Старуха покачала головой. Она трясла головой, точно плакала, и я вообразил, что она, возможно, возится со своими вставными зубами, которые ей не по мерке. Поэтому-то и закрывает лицо руками и только качает головой, ничего не говоря. Нехорошо было вот так ей мешать, поэтому я пробормотал что-то и ушел.
Наконец я покинул церковь.
Но Веры нигде не было. Я просто ничего не понимал.

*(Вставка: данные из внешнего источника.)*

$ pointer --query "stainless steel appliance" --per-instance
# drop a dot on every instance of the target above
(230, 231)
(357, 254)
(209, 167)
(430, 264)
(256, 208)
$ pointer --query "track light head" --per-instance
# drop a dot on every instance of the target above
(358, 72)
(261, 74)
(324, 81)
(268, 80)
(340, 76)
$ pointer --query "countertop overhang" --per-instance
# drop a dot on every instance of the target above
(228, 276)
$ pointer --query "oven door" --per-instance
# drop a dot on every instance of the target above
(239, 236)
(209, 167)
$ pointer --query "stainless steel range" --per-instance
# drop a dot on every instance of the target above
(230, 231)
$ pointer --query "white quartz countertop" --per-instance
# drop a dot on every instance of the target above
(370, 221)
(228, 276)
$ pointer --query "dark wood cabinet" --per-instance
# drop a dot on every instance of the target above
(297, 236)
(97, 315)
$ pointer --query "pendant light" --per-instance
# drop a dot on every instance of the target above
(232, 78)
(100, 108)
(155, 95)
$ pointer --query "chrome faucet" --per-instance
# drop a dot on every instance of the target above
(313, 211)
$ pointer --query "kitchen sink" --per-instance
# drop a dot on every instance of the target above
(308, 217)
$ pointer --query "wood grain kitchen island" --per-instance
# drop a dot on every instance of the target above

Я искал на кладбище, возле колокольни, везде. Искал в березовой роще, заглянул под машину, искал везде. Но Вера исчезла.
Я улегся на траву и стал ждать, час, два. Время шло, и все птицы смолкли. Солнце садилось.
И я опять пошел в церковь. Теперь и старуха пропала, так что церковь была совершенно пуста. Я вбежал в церковь, как сказано, и на этот раз прямо-таки испугался всех этих изображений блаженных в вечности, всех этих широко раскрытых наблюдающих глаз. Я понятия не имел, который час, но солнце стояло низко. Мои часы, дешевые «Сейко», остановились, но солнечный диск, само собой, двигался. А Вера исчезла.
Не знаю, сколько времени я бродил там в поисках.
Когда я в третий раз вошел в церковь, уже смерклось.
В конце концов я почувствовал себя немножко по-дурацки, сел в свой «Фольксик» и поехал домой. Я решил, что она просто надо мной подшутила.
Я был даже чуток сердит, когда нажал кнопку звонка на двери ее комнаты в Студенческом городке, да, у Веры была собственная комната, потому что ей хотелось иногда побыть одной. Но на звонок никто не ответил. Тогда я открыл дверь своим ключом — Вера сделала мне дубликат в мастерской в «Темпо». Комната была пуста. Соседка Веры не видела ее с утра.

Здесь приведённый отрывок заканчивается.